Add the meat: Stir the ground pork, ground beef, and diced onion into the cooked oats. Mix thoroughly to combine everything evenly.
Season the mixture: Add the salt, pepper, sage, and allspice. Stir well. Continue cooking over low heat for another 30 minutes, stirring frequently to prevent sticking. The mixture should be thick and the meat fully cooked.
Remove bay leaves: Fish out and discard the bay leaves. Taste and adjust seasoning if needed. The mixture should be well-seasoned since it will be sliced and fried.
Form the loaves: Line 2 loaf pans with plastic wrap, leaving overhang. Pack the goetta mixture firmly into the pans, pressing to remove air pockets. Fold plastic over the top. Refrigerate overnight or for at least 4 hours until firm.
Slice the goetta: Remove the goetta from the pan using the plastic wrap. Slice into 1/2-inch thick slices. The goetta should be firm enough to hold its shape.
Fry until crispy: Heat butter in a cast iron skillet over medium heat. Fry the goetta slices for 4-5 minutes per side until deeply browned and crispy. Don't move them while cooking - let them develop that crucial crust.
Fry the eggs: In the same skillet or a separate pan, fry eggs to your liking. The goetta drippings add great flavor to the eggs.
Serve Cincinnati style: Plate 2-3 slices of crispy goetta alongside fried eggs and toast. In Cincinnati, it's traditionally served with ketchup or maple syrup - or both. Don't knock it till you try it.
💡 Pro Tips & Variations
- Cincinnati secret: Goetta is almost exclusively a Cincinnati thing. Most Ohioans outside the Queen City have never heard of it. It's a point of fierce local pride.

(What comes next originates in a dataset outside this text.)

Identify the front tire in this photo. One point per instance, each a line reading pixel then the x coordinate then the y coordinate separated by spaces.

- The crispy crust is key: Don't rush the frying. A dark, crispy exterior with a creamy interior is what makes goetta special.
- Buy it ready-made: In Cincinnati, you can buy goetta at every grocery store. Glier's and Queen City are the main brands. Order online if you can't find it locally.
- Goetta sandwiches: Put fried goetta on a bun with egg and cheese for a classic Cincinnati breakfast sandwich.
- Goettafest: Cincinnati hosts an annual Goettafest every August celebrating this unique local food.
- Freezes well: Wrap uncooked goetta loaf tightly and freeze for up to 3 months. Slice while partially frozen for easier cutting.